Zaledwie jedna trzecia Palestyńczyków i jedna czwarta Izraelczyków wciąż wierzy w ten model, a większość pozostaje sceptyczna. Główne przeszkody pozostają niezmienne od lat: status Jerozolimy, ekspansja osiedli, wymogi bezpieczeństwa Izraela oraz prawo powrotu dla palestyńskich uchodźców.

Jak wyjaśnia dr Khalifa, „to wynik braku nadziei”. – Do roku 2000 poparcie dla rozwiązania dwupaństwowego było bardzo wysokie.

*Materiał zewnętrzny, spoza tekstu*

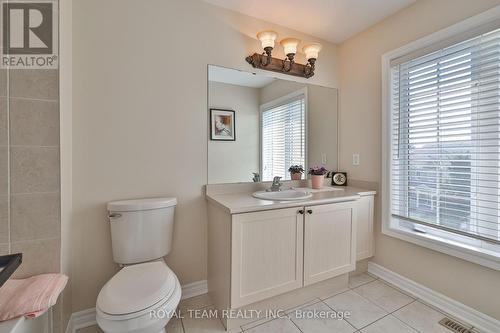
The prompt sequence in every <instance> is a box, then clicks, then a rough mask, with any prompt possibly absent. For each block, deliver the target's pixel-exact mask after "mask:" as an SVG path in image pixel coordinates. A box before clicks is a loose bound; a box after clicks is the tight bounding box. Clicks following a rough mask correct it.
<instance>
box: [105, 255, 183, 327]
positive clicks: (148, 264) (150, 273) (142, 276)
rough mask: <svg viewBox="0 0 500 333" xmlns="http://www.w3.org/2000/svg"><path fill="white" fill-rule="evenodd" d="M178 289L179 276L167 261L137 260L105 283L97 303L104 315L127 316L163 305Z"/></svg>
mask: <svg viewBox="0 0 500 333" xmlns="http://www.w3.org/2000/svg"><path fill="white" fill-rule="evenodd" d="M177 289H180V285H179V282H178V280H177V277H176V276H175V274H174V273H173V272H172V270H170V268H168V266H167V265H166V264H165V262H164V261H154V262H148V263H142V264H136V265H132V266H126V267H124V268H122V269H121V270H120V271H119V272H118V273H116V274H115V275H114V276H113V277H112V278H111V280H109V281H108V282H107V283H106V284H105V285H104V287H103V288H102V289H101V291H100V292H99V296H98V297H97V304H96V305H97V309H98V310H99V312H100V314H101V316H102V317H103V318H106V319H108V320H126V319H131V318H136V317H140V316H142V315H143V314H149V312H150V311H151V310H154V309H156V308H160V307H162V305H163V304H165V303H168V301H169V299H170V298H172V296H173V295H174V294H176V291H177ZM174 309H175V308H174Z"/></svg>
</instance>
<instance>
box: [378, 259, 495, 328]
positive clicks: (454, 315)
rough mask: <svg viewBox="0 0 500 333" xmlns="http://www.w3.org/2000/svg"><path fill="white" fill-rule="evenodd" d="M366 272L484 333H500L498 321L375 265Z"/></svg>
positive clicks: (425, 287)
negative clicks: (376, 276) (499, 332)
mask: <svg viewBox="0 0 500 333" xmlns="http://www.w3.org/2000/svg"><path fill="white" fill-rule="evenodd" d="M368 272H369V273H370V274H373V275H375V276H377V277H379V278H381V279H382V280H385V281H387V282H389V283H390V284H392V285H394V286H395V287H397V288H399V289H401V290H403V291H405V292H407V293H409V294H411V295H413V296H415V297H416V298H418V299H421V300H422V301H424V302H425V303H428V304H429V305H432V306H434V307H436V308H438V309H440V310H442V311H444V312H446V313H447V314H449V315H451V316H452V317H455V318H456V319H458V320H460V321H463V322H464V323H467V324H470V325H472V326H473V327H475V328H477V329H479V330H480V331H481V332H485V333H497V332H500V321H499V320H497V319H495V318H492V317H490V316H488V315H486V314H484V313H482V312H479V311H477V310H475V309H473V308H471V307H469V306H467V305H465V304H463V303H460V302H458V301H456V300H454V299H452V298H450V297H448V296H445V295H443V294H441V293H438V292H437V291H435V290H433V289H430V288H427V287H426V286H424V285H421V284H420V283H417V282H415V281H413V280H410V279H408V278H406V277H404V276H402V275H399V274H397V273H395V272H393V271H391V270H389V269H387V268H385V267H383V266H380V265H378V264H376V263H373V262H369V263H368Z"/></svg>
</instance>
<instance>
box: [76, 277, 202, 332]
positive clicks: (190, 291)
mask: <svg viewBox="0 0 500 333" xmlns="http://www.w3.org/2000/svg"><path fill="white" fill-rule="evenodd" d="M207 292H208V284H207V280H202V281H197V282H193V283H188V284H185V285H183V286H182V296H181V299H186V298H191V297H195V296H199V295H203V294H206V293H207ZM94 325H97V321H96V312H95V308H91V309H86V310H82V311H78V312H74V313H73V314H72V315H71V317H70V319H69V322H68V326H67V327H66V333H76V331H77V330H79V329H82V328H85V327H89V326H94Z"/></svg>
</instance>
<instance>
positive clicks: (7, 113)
mask: <svg viewBox="0 0 500 333" xmlns="http://www.w3.org/2000/svg"><path fill="white" fill-rule="evenodd" d="M5 79H6V81H7V82H6V90H7V91H6V94H7V96H6V99H7V241H8V243H9V246H8V252H9V254H11V253H12V242H11V238H12V235H11V229H12V228H11V225H10V218H11V213H10V206H11V200H10V196H11V194H12V193H11V187H10V173H11V170H10V100H9V98H10V96H9V93H10V69H9V67H7V70H6V78H5Z"/></svg>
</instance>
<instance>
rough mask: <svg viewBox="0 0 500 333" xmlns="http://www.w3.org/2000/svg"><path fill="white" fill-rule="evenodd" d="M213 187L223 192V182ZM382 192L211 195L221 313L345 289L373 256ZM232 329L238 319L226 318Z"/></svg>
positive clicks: (209, 212)
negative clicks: (297, 199) (361, 260)
mask: <svg viewBox="0 0 500 333" xmlns="http://www.w3.org/2000/svg"><path fill="white" fill-rule="evenodd" d="M213 188H215V189H217V186H214V187H213ZM374 194H375V192H373V191H364V192H363V193H360V191H359V189H356V188H349V187H347V188H346V189H343V190H342V192H339V191H328V192H323V193H318V194H315V195H314V196H313V197H312V198H311V199H310V200H307V201H302V203H301V202H296V203H295V202H280V201H276V202H272V201H263V200H259V199H256V198H253V197H252V196H251V194H248V192H234V193H221V194H209V195H208V196H207V197H208V198H209V200H208V220H209V221H208V272H207V273H208V274H207V275H208V279H207V280H208V291H209V295H210V297H211V299H212V301H213V303H214V307H215V308H216V309H219V310H225V309H231V310H241V309H261V310H265V309H279V308H289V307H292V305H294V302H297V303H296V304H297V305H298V304H303V303H304V302H306V301H307V300H309V299H311V298H318V297H322V296H324V295H327V294H331V293H334V292H337V291H339V290H343V289H344V288H346V287H347V285H348V274H347V273H349V272H351V271H353V270H355V268H356V261H357V260H359V259H363V258H367V257H370V256H371V255H372V253H373V250H372V245H373V241H372V237H373V236H372V232H373V196H374ZM222 319H223V323H224V325H225V326H226V327H228V328H232V327H237V326H240V325H241V322H239V321H238V320H239V319H234V318H222Z"/></svg>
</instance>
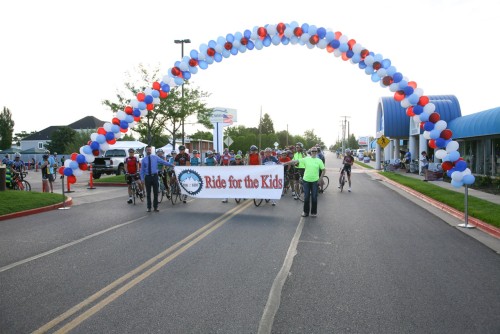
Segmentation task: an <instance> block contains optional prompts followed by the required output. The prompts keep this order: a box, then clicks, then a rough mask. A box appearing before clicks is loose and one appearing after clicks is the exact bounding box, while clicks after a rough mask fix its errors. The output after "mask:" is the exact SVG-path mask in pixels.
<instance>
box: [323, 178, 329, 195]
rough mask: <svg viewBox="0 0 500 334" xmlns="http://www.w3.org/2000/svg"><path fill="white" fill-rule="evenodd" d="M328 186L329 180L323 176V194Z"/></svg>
mask: <svg viewBox="0 0 500 334" xmlns="http://www.w3.org/2000/svg"><path fill="white" fill-rule="evenodd" d="M329 184H330V178H329V177H328V176H326V175H323V192H324V191H325V190H326V188H328V185H329Z"/></svg>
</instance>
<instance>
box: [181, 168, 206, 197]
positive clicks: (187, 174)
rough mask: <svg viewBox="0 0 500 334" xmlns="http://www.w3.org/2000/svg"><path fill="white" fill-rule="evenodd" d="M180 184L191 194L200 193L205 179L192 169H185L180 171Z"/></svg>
mask: <svg viewBox="0 0 500 334" xmlns="http://www.w3.org/2000/svg"><path fill="white" fill-rule="evenodd" d="M178 180H179V184H180V185H181V187H182V189H184V190H185V191H186V192H187V193H188V194H189V195H191V196H193V195H196V194H198V193H199V192H200V191H201V189H202V188H203V179H202V178H201V176H200V174H198V173H197V172H195V171H194V170H191V169H185V170H183V171H182V172H180V173H179V176H178Z"/></svg>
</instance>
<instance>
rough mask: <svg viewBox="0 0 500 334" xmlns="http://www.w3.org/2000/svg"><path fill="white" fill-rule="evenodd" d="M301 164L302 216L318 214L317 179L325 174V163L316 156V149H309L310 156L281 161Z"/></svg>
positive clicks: (284, 163) (286, 163) (321, 177)
mask: <svg viewBox="0 0 500 334" xmlns="http://www.w3.org/2000/svg"><path fill="white" fill-rule="evenodd" d="M297 162H298V163H299V164H302V165H303V166H304V176H303V178H302V184H303V188H304V211H303V212H302V217H307V216H309V213H311V217H316V216H317V215H318V181H319V180H321V179H323V175H325V164H324V163H323V161H321V159H320V158H318V149H317V148H316V147H313V148H312V149H311V156H306V157H304V158H299V159H297V160H292V161H289V162H285V163H283V165H288V164H295V163H297Z"/></svg>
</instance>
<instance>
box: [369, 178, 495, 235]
mask: <svg viewBox="0 0 500 334" xmlns="http://www.w3.org/2000/svg"><path fill="white" fill-rule="evenodd" d="M379 176H380V177H381V178H383V179H384V181H385V182H387V183H390V184H392V185H393V186H396V187H398V188H399V189H402V190H404V191H406V192H407V193H409V194H412V195H413V196H415V197H417V198H419V199H421V200H422V201H424V202H426V203H428V204H430V205H432V206H434V207H436V208H438V209H441V210H442V211H444V212H446V213H448V214H450V215H451V216H453V217H455V218H458V219H465V213H463V212H462V211H459V210H457V209H454V208H452V207H450V206H448V205H446V204H444V203H441V202H439V201H436V200H435V199H433V198H430V197H428V196H426V195H424V194H422V193H419V192H418V191H416V190H413V189H411V188H409V187H407V186H404V185H402V184H400V183H397V182H396V181H393V180H391V179H389V178H387V177H385V176H383V175H382V174H379ZM468 223H470V224H471V225H474V226H476V227H477V228H479V229H480V230H482V231H484V232H486V233H488V234H490V235H492V236H494V237H496V238H499V239H500V228H497V227H495V226H493V225H490V224H488V223H485V222H483V221H482V220H480V219H477V218H474V217H471V216H469V217H468Z"/></svg>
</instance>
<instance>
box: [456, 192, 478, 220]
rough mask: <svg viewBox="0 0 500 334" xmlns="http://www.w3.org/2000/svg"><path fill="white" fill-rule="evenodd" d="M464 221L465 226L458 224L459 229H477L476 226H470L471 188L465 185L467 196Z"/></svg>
mask: <svg viewBox="0 0 500 334" xmlns="http://www.w3.org/2000/svg"><path fill="white" fill-rule="evenodd" d="M464 221H465V223H463V224H458V226H459V227H464V228H475V226H474V225H469V186H468V185H465V196H464Z"/></svg>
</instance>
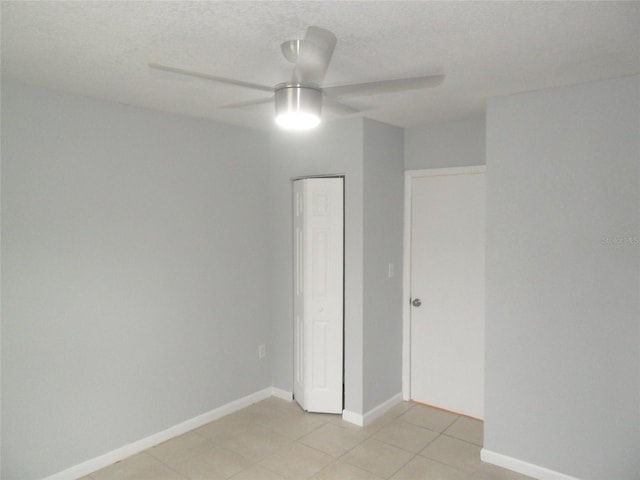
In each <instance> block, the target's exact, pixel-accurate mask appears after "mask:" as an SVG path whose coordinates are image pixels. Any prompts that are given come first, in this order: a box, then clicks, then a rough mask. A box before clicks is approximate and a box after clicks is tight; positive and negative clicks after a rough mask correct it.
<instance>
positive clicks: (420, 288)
mask: <svg viewBox="0 0 640 480" xmlns="http://www.w3.org/2000/svg"><path fill="white" fill-rule="evenodd" d="M484 177H485V176H484V173H473V174H439V175H435V176H424V177H417V178H413V179H412V183H411V280H410V281H411V299H412V307H411V380H410V381H411V398H412V399H414V400H416V401H419V402H424V403H427V404H430V405H434V406H437V407H440V408H444V409H447V410H452V411H456V412H459V413H463V414H466V415H470V416H472V417H476V418H484V292H485V286H484V258H485V249H484V246H485V234H484V228H485V178H484Z"/></svg>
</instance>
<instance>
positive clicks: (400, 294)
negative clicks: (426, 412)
mask: <svg viewBox="0 0 640 480" xmlns="http://www.w3.org/2000/svg"><path fill="white" fill-rule="evenodd" d="M403 143H404V131H403V130H402V129H401V128H397V127H391V126H389V125H385V124H383V123H379V122H375V121H373V120H365V121H364V217H363V219H364V224H363V225H364V235H363V238H364V262H363V268H364V270H363V272H364V306H363V314H364V325H363V327H364V332H363V342H364V344H363V355H364V364H363V367H364V371H363V377H364V413H366V412H368V411H369V410H371V409H372V408H375V407H376V406H378V405H380V404H381V403H383V402H385V401H386V400H389V399H390V398H391V397H393V396H394V395H397V394H398V393H400V392H401V391H402V234H403V208H404V194H403V192H404V174H403V157H404V154H403V152H404V150H403ZM389 263H393V265H394V276H393V277H392V278H389V276H388V268H389Z"/></svg>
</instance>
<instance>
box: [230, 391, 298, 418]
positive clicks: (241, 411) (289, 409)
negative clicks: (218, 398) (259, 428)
mask: <svg viewBox="0 0 640 480" xmlns="http://www.w3.org/2000/svg"><path fill="white" fill-rule="evenodd" d="M296 409H297V406H296V404H294V403H293V402H288V401H286V400H282V399H279V398H275V397H270V398H267V399H265V400H262V401H261V402H258V403H254V404H253V405H250V406H249V407H247V408H245V409H243V410H242V411H241V412H238V413H239V415H241V416H243V417H244V418H246V419H247V420H249V421H250V422H251V423H253V424H256V423H257V424H261V425H265V424H268V423H269V422H270V421H271V420H273V419H274V418H278V417H281V416H283V415H285V414H286V413H288V412H294V411H295V410H296Z"/></svg>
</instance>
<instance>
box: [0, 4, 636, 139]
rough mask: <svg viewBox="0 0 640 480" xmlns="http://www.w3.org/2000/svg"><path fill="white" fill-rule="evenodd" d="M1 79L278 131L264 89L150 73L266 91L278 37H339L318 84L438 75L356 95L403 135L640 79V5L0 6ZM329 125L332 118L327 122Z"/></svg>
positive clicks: (579, 4)
mask: <svg viewBox="0 0 640 480" xmlns="http://www.w3.org/2000/svg"><path fill="white" fill-rule="evenodd" d="M0 5H1V7H0V8H1V18H2V25H1V26H2V44H1V55H2V76H3V78H10V79H14V80H19V81H22V82H25V83H28V84H34V85H41V86H45V87H50V88H53V89H58V90H62V91H66V92H72V93H77V94H81V95H87V96H91V97H97V98H102V99H106V100H111V101H115V102H120V103H125V104H130V105H139V106H143V107H150V108H155V109H159V110H164V111H169V112H177V113H182V114H187V115H194V116H199V117H206V118H211V119H213V120H217V121H221V122H226V123H230V124H235V125H244V126H249V127H254V128H273V127H272V125H273V120H272V111H271V107H270V106H267V107H265V106H263V107H253V108H251V109H244V110H230V109H223V108H219V107H220V106H221V105H225V104H228V103H231V102H238V101H245V100H251V99H257V98H260V97H261V96H262V95H263V94H261V93H260V92H255V91H252V90H245V89H243V88H239V87H234V86H228V85H223V84H218V83H214V82H210V81H204V80H198V79H189V78H184V77H181V76H178V75H175V74H169V73H162V72H158V71H153V70H150V69H149V68H148V67H147V64H148V63H149V62H157V63H163V64H169V65H173V66H176V67H182V68H187V69H192V70H197V71H201V72H206V73H210V74H213V75H218V76H223V77H230V78H236V79H239V80H244V81H248V82H253V83H260V84H267V85H275V84H277V83H280V82H283V81H286V80H288V79H289V78H290V75H291V71H292V68H291V64H289V63H287V61H286V60H285V59H284V57H283V56H282V54H281V53H280V43H281V42H283V41H284V40H287V39H292V38H302V37H303V36H304V33H305V30H306V27H307V26H309V25H317V26H320V27H323V28H327V29H329V30H331V31H333V32H334V33H335V35H336V36H337V37H338V44H337V46H336V49H335V52H334V56H333V60H332V62H331V65H330V66H329V70H328V72H327V76H326V79H325V85H327V86H328V85H337V84H343V83H356V82H367V81H374V80H382V79H390V78H399V77H407V76H420V75H426V74H434V73H444V74H445V75H446V79H445V82H444V83H443V84H442V85H440V86H439V87H435V88H432V89H426V90H421V91H414V92H406V93H396V94H390V95H378V96H373V97H364V98H358V99H357V101H356V102H352V103H353V105H354V106H367V107H369V108H370V110H368V111H367V112H366V114H365V115H366V116H367V117H369V118H373V119H376V120H380V121H382V122H386V123H390V124H393V125H398V126H402V127H408V126H414V125H419V124H425V123H431V122H442V121H449V120H456V119H462V118H467V117H471V116H474V115H479V114H481V113H482V112H483V111H484V107H485V101H486V99H487V98H488V97H491V96H496V95H506V94H511V93H516V92H522V91H528V90H537V89H541V88H547V87H551V86H559V85H567V84H575V83H581V82H586V81H593V80H599V79H604V78H613V77H618V76H623V75H629V74H635V73H638V72H640V2H638V1H630V2H609V1H604V2H581V1H568V2H534V1H527V2H515V1H513V2H456V1H446V2H431V1H414V2H400V1H384V2H383V1H378V2H352V1H316V2H301V1H297V2H277V1H263V2H245V1H231V2H217V1H200V2H196V1H179V2H163V1H153V2H140V1H123V2H111V1H91V2H89V1H79V2H78V1H73V2H62V1H54V2H24V1H17V2H14V1H2V2H1V4H0ZM329 120H330V118H329Z"/></svg>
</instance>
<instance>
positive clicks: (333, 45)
mask: <svg viewBox="0 0 640 480" xmlns="http://www.w3.org/2000/svg"><path fill="white" fill-rule="evenodd" d="M285 43H287V42H285ZM336 43H337V39H336V36H335V35H334V34H333V33H331V32H330V31H329V30H325V29H324V28H320V27H314V26H311V27H309V28H307V33H306V34H305V36H304V40H301V41H300V42H299V44H298V52H297V60H296V62H295V63H296V68H295V70H294V72H293V80H294V81H295V82H300V83H313V84H316V85H322V81H323V80H324V76H325V74H326V73H327V69H328V68H329V62H330V61H331V57H332V56H333V50H334V49H335V47H336ZM289 48H290V47H289Z"/></svg>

Później zaczęło spadać, ponieważ Palestyńczycy przestali widzieć po stronie Izraela wolę realizacji tego planu – wskazuje.

– Izrael stosuje przemoc i blokuje wszelkie możliwości rozwoju na Zachodnim Brzegu – zarówno administracyjnego, jak i gospodarczego. Wojsko izraelskie bombarduje domy i budynki cywilne pod pretekstem braku zezwoleń na budowę – mimo iż mowa o palestyńskim terytorium – mówi ambasador.

Polityka faktów dokonanych

Zachodni Brzeg Jordanu, najważniejszy dla przyszłego państwa palestyńskiego, jest areną dynamicznych i nieodwracalnych zmian. Mieszka tam w tej chwili około 2,7 miliona Palestyńczyków oraz ponad 670 tysięcy izraelskich osadników.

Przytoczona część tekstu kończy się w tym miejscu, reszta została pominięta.